Context: 1998, Fashion Theory Textbook
Author: Alison Gill; Current lecturer of visual communication design at University of Sydney with a PHD in "Wearing Clothes".
Approach: Academic with a mix of Theoretical
Point of View: Deconstruction Fashion, which should not be defined as a negative critique of the fashion industry, serves to change the discourse of fashion away from its established, seemingly intrinsic, codes.
Author: Alison Gill; Current lecturer of visual communication design at University of Sydney with a PHD in "Wearing Clothes".
Approach: Academic with a mix of Theoretical
Point of View: Deconstruction Fashion, which should not be defined as a negative critique of the fashion industry, serves to change the discourse of fashion away from its established, seemingly intrinsic, codes.
Terms:
Deconstructionism: The "undoing" of fashion (see video examples) to create new pieces of "deconstructed" fashion.

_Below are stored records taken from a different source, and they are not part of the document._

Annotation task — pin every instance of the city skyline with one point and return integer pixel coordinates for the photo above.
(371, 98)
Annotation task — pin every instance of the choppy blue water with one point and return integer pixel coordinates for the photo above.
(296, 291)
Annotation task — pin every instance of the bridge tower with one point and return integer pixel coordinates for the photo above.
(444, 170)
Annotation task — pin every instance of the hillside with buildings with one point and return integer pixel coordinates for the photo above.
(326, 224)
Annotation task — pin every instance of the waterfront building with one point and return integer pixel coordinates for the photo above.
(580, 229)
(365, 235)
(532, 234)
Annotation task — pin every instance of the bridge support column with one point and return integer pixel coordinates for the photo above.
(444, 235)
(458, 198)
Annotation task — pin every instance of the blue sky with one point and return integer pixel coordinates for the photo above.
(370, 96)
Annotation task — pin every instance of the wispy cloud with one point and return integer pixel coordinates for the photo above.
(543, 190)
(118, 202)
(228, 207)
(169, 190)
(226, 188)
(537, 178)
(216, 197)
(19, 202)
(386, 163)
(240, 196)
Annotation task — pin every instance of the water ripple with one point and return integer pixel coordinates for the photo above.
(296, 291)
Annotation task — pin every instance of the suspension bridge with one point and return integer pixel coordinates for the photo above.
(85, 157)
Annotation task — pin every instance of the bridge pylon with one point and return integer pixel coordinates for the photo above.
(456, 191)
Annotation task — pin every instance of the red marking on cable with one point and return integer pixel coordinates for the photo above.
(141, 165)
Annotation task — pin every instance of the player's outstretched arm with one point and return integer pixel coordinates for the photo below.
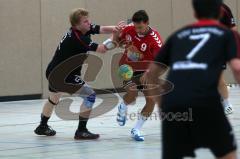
(112, 29)
(235, 66)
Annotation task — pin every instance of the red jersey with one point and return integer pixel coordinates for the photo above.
(138, 48)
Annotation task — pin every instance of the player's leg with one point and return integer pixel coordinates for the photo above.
(223, 90)
(143, 116)
(128, 98)
(43, 128)
(176, 138)
(89, 97)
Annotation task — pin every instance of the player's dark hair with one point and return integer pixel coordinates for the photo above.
(207, 8)
(140, 16)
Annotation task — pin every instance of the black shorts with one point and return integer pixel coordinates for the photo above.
(73, 82)
(204, 127)
(135, 79)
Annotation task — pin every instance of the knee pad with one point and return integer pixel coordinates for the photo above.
(89, 100)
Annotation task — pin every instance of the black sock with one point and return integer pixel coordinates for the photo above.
(82, 126)
(44, 120)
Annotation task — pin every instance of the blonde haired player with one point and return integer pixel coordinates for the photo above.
(142, 43)
(77, 41)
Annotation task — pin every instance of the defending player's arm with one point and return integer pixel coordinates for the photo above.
(233, 55)
(227, 18)
(112, 29)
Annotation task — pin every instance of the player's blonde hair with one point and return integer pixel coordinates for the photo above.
(76, 15)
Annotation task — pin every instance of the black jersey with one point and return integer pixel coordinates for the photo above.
(227, 18)
(195, 55)
(73, 43)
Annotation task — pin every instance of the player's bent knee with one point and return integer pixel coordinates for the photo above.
(89, 101)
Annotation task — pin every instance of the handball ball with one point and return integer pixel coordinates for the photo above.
(125, 72)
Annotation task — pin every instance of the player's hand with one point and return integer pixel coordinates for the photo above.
(120, 26)
(101, 48)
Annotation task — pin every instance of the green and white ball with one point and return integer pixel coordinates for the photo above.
(125, 72)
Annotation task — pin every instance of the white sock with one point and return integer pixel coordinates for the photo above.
(123, 107)
(140, 122)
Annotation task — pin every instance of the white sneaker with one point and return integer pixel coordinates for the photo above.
(121, 116)
(228, 109)
(136, 135)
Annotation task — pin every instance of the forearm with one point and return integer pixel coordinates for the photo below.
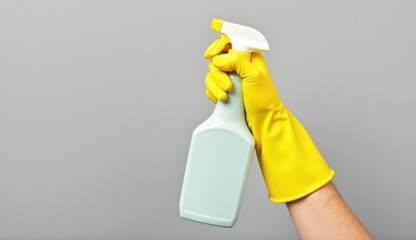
(324, 215)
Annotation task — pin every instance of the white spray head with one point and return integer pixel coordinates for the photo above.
(244, 39)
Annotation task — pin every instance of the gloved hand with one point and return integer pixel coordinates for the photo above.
(291, 164)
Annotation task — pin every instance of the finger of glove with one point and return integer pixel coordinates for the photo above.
(221, 45)
(221, 78)
(258, 60)
(211, 96)
(238, 63)
(216, 91)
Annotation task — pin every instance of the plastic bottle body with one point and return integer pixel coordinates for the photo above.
(218, 164)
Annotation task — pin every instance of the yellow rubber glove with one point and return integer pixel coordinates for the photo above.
(291, 164)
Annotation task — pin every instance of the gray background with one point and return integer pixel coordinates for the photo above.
(98, 100)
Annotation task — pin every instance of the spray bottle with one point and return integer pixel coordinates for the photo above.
(222, 147)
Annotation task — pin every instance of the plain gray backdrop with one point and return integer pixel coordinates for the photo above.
(98, 101)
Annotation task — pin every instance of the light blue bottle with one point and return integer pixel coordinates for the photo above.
(222, 147)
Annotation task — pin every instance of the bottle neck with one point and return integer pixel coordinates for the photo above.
(232, 110)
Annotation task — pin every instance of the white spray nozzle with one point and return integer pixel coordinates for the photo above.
(242, 38)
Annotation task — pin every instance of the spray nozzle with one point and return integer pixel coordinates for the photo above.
(242, 38)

Le Destroy: Rebellion style of fashion Gill associates with deconstructionism. Facets of Le Destroy include anti-fashion, recession-zeitgeist, eco-fashion, and theoretical dress
Anti-Fashion: Rebellious form of fashion used to negatively critique normalized fashion codes.
Zeitgeist: literally "spirit of the times"

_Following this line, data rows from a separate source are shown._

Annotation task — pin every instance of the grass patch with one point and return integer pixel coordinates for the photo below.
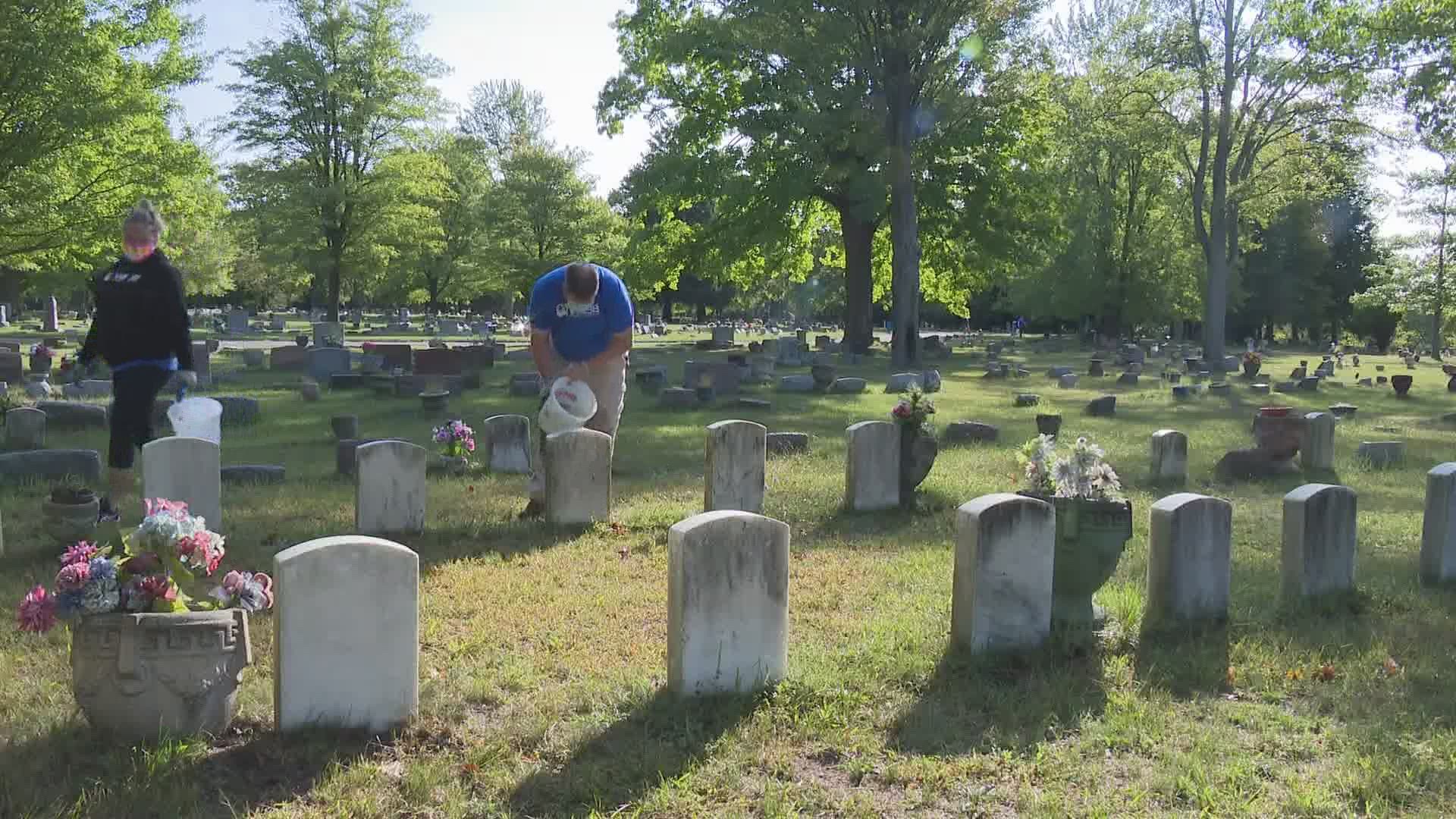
(542, 651)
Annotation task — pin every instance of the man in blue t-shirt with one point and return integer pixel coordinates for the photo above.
(582, 327)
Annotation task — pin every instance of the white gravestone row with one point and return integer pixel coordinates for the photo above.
(389, 490)
(190, 471)
(736, 469)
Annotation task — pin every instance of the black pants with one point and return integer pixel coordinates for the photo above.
(133, 391)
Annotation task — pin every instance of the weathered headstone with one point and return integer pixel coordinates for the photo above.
(1318, 447)
(579, 477)
(873, 466)
(389, 487)
(438, 362)
(1188, 558)
(734, 474)
(347, 634)
(190, 471)
(1382, 453)
(324, 362)
(727, 602)
(507, 444)
(1169, 455)
(1320, 541)
(25, 428)
(1001, 595)
(1439, 526)
(289, 359)
(970, 431)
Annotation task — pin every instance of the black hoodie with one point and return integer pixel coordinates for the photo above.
(140, 314)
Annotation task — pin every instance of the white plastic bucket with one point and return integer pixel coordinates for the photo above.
(197, 419)
(570, 404)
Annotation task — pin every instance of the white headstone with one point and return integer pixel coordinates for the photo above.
(1188, 558)
(1320, 541)
(579, 477)
(25, 428)
(187, 469)
(347, 635)
(873, 466)
(734, 472)
(507, 442)
(389, 487)
(1439, 529)
(1316, 449)
(1001, 596)
(1169, 455)
(727, 602)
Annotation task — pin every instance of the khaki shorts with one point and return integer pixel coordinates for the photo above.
(609, 385)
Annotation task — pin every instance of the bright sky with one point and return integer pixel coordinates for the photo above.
(564, 49)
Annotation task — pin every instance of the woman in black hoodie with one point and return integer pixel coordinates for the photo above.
(142, 331)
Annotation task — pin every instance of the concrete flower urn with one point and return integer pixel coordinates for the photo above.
(139, 676)
(1091, 537)
(71, 522)
(918, 452)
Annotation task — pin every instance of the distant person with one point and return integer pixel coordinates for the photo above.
(140, 330)
(582, 328)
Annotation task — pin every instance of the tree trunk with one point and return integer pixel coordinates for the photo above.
(905, 228)
(859, 286)
(1439, 312)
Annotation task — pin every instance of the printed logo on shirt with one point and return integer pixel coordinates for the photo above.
(568, 311)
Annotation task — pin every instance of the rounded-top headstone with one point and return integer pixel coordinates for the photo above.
(347, 634)
(727, 602)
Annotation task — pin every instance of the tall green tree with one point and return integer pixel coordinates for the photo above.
(542, 215)
(343, 88)
(1254, 102)
(85, 95)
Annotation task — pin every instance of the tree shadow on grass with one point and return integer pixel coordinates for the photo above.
(1185, 659)
(982, 703)
(657, 742)
(249, 767)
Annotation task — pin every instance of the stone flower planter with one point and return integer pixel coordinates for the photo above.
(137, 676)
(918, 450)
(71, 522)
(1091, 537)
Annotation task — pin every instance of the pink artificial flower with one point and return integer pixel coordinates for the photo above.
(36, 611)
(79, 553)
(73, 577)
(175, 507)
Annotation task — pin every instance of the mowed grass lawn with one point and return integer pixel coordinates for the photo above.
(544, 651)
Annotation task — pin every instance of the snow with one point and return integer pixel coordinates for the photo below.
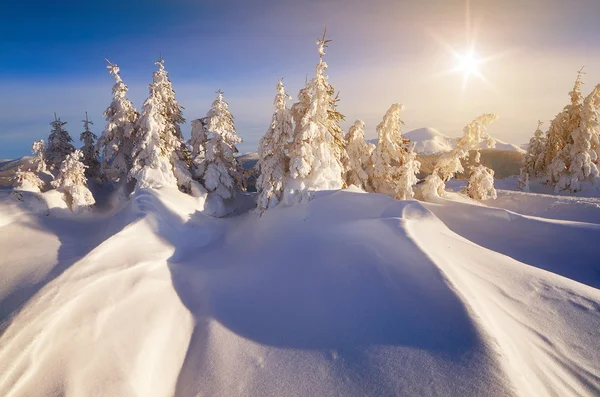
(429, 141)
(501, 145)
(346, 294)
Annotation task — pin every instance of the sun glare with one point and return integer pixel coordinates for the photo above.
(468, 64)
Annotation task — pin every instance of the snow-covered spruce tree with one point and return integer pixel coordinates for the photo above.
(197, 143)
(579, 157)
(450, 163)
(394, 165)
(159, 153)
(559, 137)
(533, 161)
(89, 150)
(71, 181)
(360, 164)
(59, 144)
(222, 173)
(28, 178)
(116, 142)
(481, 183)
(316, 148)
(272, 161)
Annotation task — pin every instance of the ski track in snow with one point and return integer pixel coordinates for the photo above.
(349, 294)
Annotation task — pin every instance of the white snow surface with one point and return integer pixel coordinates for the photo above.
(347, 294)
(429, 141)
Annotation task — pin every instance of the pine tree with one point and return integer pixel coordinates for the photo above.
(273, 163)
(559, 141)
(38, 149)
(71, 181)
(394, 165)
(481, 183)
(159, 153)
(222, 172)
(317, 146)
(581, 159)
(59, 144)
(449, 163)
(116, 142)
(359, 167)
(197, 143)
(533, 161)
(89, 150)
(27, 178)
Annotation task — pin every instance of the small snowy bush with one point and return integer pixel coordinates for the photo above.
(273, 163)
(481, 183)
(71, 181)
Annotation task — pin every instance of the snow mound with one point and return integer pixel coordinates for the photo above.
(347, 294)
(501, 145)
(429, 141)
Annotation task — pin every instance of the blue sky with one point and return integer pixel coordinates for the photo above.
(382, 52)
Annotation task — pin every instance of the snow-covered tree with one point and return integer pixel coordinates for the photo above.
(25, 179)
(578, 156)
(272, 162)
(89, 150)
(394, 165)
(116, 142)
(360, 165)
(317, 146)
(222, 172)
(481, 183)
(523, 182)
(198, 145)
(59, 144)
(159, 157)
(34, 175)
(71, 181)
(533, 161)
(38, 160)
(559, 137)
(449, 163)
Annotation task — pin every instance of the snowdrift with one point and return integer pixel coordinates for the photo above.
(429, 141)
(348, 294)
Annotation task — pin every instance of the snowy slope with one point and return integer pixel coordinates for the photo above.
(349, 294)
(501, 145)
(429, 141)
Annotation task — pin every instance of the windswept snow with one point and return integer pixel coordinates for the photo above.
(346, 294)
(501, 145)
(429, 141)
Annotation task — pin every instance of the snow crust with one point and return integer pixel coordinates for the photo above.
(346, 294)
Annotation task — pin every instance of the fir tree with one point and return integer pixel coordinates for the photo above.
(581, 158)
(197, 144)
(359, 167)
(159, 157)
(533, 161)
(71, 181)
(222, 172)
(317, 146)
(89, 150)
(28, 178)
(394, 165)
(59, 144)
(116, 142)
(273, 163)
(450, 163)
(559, 138)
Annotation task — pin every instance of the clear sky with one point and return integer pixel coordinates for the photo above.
(383, 51)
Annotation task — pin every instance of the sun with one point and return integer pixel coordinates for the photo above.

Ontology: The branch of metaphysics used to deal with the nature of being
Margiela: Fashion designer described by Gill as the first major deconstructionist designer of the 1980's
Derrida: French Philosopher who created "deconstructionist theory" in the 1960's.
Summary:
Alison Gill's "Deconstruction Fashion: the making of unfinished, decomposing and re-assembled clothes" describes the theory of deconstructionism as it relates to fashion. She begins with a history of the term "deconstruction," describing its original terminology as a philosophical theory used to critique language and codes. Deconstruction was then practiced by architects and graphic designers in the 1980's when Martin Margiela began designing deconstructionist fashion. Margiela would take apart the linings from vintage dresses and sell them with the darts, seams, and zipper entirely visible, rethinking the role of fashion to hide its magical construction to create a suitable garment.

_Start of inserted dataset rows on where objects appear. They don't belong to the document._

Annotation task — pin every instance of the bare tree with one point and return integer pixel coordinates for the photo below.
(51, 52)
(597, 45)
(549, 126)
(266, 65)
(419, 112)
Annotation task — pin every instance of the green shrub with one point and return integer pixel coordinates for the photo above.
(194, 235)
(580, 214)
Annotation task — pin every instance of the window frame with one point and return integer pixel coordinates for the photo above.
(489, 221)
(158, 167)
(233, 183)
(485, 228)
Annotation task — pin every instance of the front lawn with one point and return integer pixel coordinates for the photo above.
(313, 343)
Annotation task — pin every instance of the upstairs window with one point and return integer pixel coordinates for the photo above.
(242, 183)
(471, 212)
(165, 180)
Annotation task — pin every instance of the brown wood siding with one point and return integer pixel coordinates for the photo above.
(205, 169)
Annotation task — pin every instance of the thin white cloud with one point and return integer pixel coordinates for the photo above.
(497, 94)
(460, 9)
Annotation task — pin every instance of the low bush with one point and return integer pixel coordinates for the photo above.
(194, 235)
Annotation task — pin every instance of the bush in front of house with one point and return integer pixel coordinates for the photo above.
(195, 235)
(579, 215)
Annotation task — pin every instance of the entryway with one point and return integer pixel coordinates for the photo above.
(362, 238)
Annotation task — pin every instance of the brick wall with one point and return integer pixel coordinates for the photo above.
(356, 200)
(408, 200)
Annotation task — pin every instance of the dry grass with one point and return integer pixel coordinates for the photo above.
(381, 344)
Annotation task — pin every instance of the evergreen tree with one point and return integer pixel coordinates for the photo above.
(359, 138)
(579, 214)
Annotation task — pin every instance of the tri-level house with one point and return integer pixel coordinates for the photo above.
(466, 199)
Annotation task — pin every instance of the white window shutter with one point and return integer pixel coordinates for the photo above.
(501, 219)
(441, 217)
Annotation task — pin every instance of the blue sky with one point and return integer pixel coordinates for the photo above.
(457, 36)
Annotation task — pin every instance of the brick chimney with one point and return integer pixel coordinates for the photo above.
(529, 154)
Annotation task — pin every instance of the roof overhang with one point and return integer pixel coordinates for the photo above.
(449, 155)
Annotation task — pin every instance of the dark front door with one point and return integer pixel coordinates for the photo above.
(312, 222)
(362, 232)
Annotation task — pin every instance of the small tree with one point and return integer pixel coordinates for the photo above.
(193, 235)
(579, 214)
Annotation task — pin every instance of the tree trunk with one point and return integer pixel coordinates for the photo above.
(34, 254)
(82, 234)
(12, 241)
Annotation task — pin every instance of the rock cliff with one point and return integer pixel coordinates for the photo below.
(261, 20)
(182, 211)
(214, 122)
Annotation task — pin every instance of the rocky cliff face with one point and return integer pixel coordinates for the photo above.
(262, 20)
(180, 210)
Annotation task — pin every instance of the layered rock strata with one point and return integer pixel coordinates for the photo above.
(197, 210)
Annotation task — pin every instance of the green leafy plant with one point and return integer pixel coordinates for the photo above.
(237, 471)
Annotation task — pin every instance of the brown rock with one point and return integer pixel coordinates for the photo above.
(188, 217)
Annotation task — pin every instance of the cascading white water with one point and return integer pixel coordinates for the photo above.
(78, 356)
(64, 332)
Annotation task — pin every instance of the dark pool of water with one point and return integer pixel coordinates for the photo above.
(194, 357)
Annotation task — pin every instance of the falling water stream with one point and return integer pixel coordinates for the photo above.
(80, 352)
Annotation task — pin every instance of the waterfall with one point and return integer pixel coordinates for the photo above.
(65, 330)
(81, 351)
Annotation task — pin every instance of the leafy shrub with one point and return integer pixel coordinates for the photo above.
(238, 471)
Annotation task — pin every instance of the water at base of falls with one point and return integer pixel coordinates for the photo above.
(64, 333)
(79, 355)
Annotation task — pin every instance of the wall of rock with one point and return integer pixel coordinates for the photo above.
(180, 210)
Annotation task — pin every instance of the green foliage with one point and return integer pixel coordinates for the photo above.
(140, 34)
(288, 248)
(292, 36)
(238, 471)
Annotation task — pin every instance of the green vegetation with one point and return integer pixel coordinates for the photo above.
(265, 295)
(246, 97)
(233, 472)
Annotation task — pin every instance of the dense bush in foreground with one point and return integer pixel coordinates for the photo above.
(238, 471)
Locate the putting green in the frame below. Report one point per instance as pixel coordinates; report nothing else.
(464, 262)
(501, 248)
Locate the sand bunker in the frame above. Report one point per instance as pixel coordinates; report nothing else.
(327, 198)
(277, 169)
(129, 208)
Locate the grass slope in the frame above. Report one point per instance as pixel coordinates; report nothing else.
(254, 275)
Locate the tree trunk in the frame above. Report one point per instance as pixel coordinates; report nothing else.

Gill then moves on to relation "deconstructionism" to "Le Destroy," describing the practices of anti-fashion (which has some deconstruction elements but is far to focused on negative critique of the industry), recession zeitgeist (which creates a political connection between the instability of eastern european ideologies and an instability of fashion codes), eco-fashion (which emphasizes the use of recycled/eroding materials to send a message for more environmentally friendly textiles), and theoretical fashion (most closely related to deconstructionist fashion in that it links philosophical ideologies to the practice of fashion). Gill claims that "deconstruction fashion liberates the garment from functionality by literally undoing," making the reader ponder exactly the what the functionality of fashion is.
Gill then goes in depth on the term "deconstruction" and its named critique by creator Jacques Derrida. Derrida claims that deconstruction should not be linked to a negative critique (it is not to be called 'destruction') on society, or in this case the normalized fashion industry, but rather the introduction of a new discourse in the way we view the working of social codes. While this type of thinking may be related to post-modernism Derrida is also skeptical to place this label on the term in fear that it creates a temporal confinement that is aligned with a movement rather than a new way of thinking and rethinking.
Lastly, Gill discusses the effects of Media on deconstruction fashion. Gill warns that deconstruction should not be linked, as it has been, to style, but rather the sole mechanics of the creation, un-creation, and re-creation, of a garment. Gill proposes that this type of stripping down of clothing reveals certain truths about the fashion industry that change the way we look at fashion today.
Relevant?: I believe these terms and style of thinking to be relevant today, especially in our claims that we live in a post-modern world. I think the reinvention of not only fashion trends, but the way in which we see and define fashion creates, in itself, an aspect of power over society in that it forces us to think and rethink our own normalized predispositions.